Reviewed by Bryan Russell

Miko Kings: An Indian Baseball Story, a novel by LeAnne Howe (Choctaw), tells the story of the Miko Kings, an all-Indian baseball team from Ada, Oklahoma, who are playing for the Twin Territories’ pennant against the United States’ Seventh Cavalry team. The Miko Kings is a collection of Choctaw, Cherokee, Chickasaw, and mixed-blood players who are competing against various Anglo baseball teams during the 1907 season, the year of Oklahoma statehood. The Miko Kings’ story is communicated to Lena, a present-day Choctaw narrator, by Ezol Day, a Choctaw postal clerk from the early 1900s whose mastery of quantum physics allows her to travel through time.
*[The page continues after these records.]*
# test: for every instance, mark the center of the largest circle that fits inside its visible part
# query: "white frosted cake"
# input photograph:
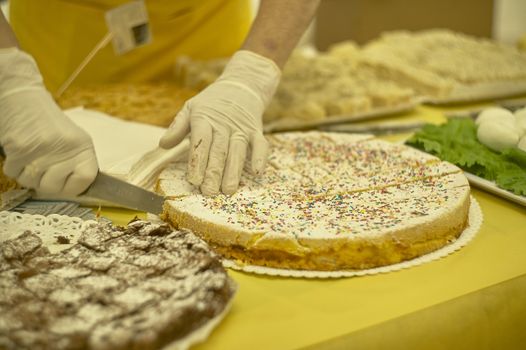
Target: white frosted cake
(328, 202)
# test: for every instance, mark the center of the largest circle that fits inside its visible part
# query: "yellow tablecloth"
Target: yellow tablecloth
(472, 299)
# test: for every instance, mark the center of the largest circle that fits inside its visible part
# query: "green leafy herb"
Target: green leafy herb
(456, 142)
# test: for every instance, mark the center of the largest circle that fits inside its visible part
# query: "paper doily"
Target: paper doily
(57, 232)
(475, 221)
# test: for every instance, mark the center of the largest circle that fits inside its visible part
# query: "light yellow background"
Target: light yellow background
(472, 299)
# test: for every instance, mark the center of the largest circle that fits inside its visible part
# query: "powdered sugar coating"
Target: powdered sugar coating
(143, 286)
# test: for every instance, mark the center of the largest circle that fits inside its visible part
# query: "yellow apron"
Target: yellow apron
(60, 33)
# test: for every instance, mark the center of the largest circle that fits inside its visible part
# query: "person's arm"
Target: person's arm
(7, 37)
(44, 149)
(224, 120)
(278, 27)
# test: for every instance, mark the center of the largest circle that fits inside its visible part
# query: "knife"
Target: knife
(114, 190)
(120, 192)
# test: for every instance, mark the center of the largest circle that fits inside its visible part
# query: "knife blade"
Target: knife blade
(115, 190)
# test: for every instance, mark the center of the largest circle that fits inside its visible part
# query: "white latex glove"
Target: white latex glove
(224, 122)
(44, 149)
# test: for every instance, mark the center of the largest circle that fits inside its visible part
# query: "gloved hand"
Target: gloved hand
(44, 149)
(224, 122)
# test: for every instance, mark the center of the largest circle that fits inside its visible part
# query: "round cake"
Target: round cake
(327, 202)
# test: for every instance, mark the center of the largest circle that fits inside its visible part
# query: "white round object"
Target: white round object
(522, 143)
(496, 114)
(497, 135)
(520, 120)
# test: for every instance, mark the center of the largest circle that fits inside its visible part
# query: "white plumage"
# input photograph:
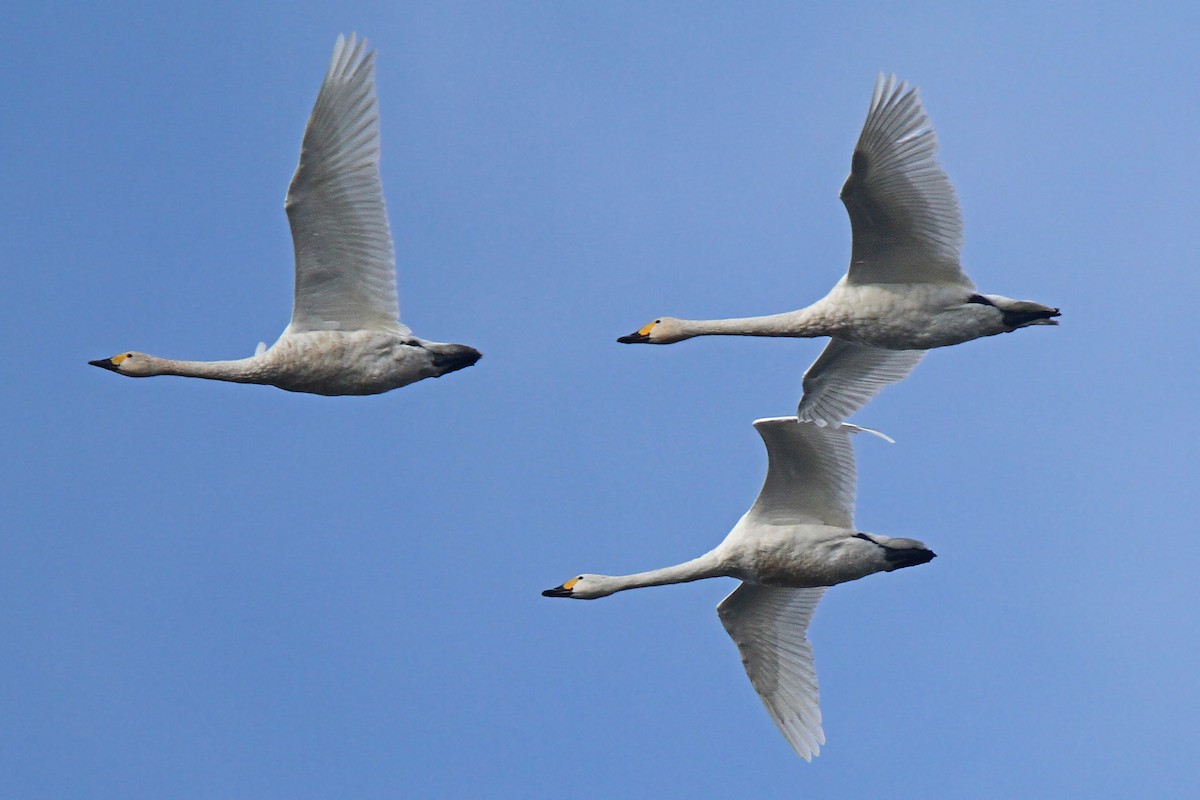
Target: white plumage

The novel opens with Lena moving back to her home in Ada after having spent several years in the Middle East. As she is renovating her home, she finds a packet of papers in the wall that tell the story of Choctaws in that area during the time of early Oklahoma statehood. Ezol appears before Lena and guides her as Lena pieces together the story of the Miko Kings’ pivotal championship game against the Seventh Cavalry and the events surrounding the formation of Oklahoma. In addition to the details of the final game, Ezol describes the speculation that the Miko Kings’ star pitcher Hope Little Leader might have thrown the game. Ezol also helps Lena discover the story of the love relationship between Hope Little Leader and black social activist Justina Maurepas, which developed while the two were children in a Virginia boarding school. Additionally, Ezol describes her own traumatic experiences in boarding school through excerpts of her journal, the language and images of which also reveal that she is autistic.

Perhaps what is most telling about the novel is its portrayal of baseball, the “all-American” pastime, alongside issues of land allotment and Native identity. Howe delves into the indigenous history of the sport, known as stickball in Native communities, and asserts that the game initially served to train Native warriors and to develop intertribal diplomacy long before Americans appropriated it as a symbol of nationalism and began to regulate it. Along with the imposition of rules, a Native warrior tradition was relegated to a mere game, undermining the ritual element and essentially disarming its players on the individual level. Howe’s handling of baseball in the novel also connects the regulation of the game allegorically with the regulation of government land allotment that led to the decay of family structure and communal living in tribal nations.

Miko Kings demonstrates how Americans who played against Native teams created a new set of rules just before their games, which caused the Native players to lament on how they were expected to be victorious against the Americans when the rules were constantly changing at their opponents’ whims. By regulating baseball and appropriating it as America’s pastime, Howe shows that the American colonizer was able to rob natives of a vital training tool and ensure victory over a group whose warrior tradition was reduced to a sport.
The regulation of baseball in Howe’s novel undermines the Native warrior, but it also functions alongside the “regulation” of land and the “rules” that defined it during the period of land allotment and Oklahoma statehood. Land in Native territories was never parceled out to individual owners or regulated until the United States government did so with a series of land acts. In Miko Kings, while Americans are developing rules to divide a baseball game into innings, the US government is drafting acts to divide Native land into allotments. This division of land into privately owned plots caused the deterioration of the kinship and communal-living systems that Natives, such as the Choctaws and Cherokees in Howe’s novel, had relied on for generations, forcing them to rely instead on the American government for economic sustenance.

While Miko Kings crafts a moving narrative of community and identity through baseball, the novel’s true strength is its undaunted depiction of the breakdown of tribal communities as a result of American expansionist policies cleverly revealed through Howe’s description of Anglo appropriation of baseball in Indian Territory. Miko Kings is a successful contribution to Native letters in its demonstration of how these regulations and arbitrary changes in the rules within the spheres of baseball and land allotment led to the breakdown of Natives on both individual and communal levels, one by removing the weapons from their hands and the other by removing the land from under their feet.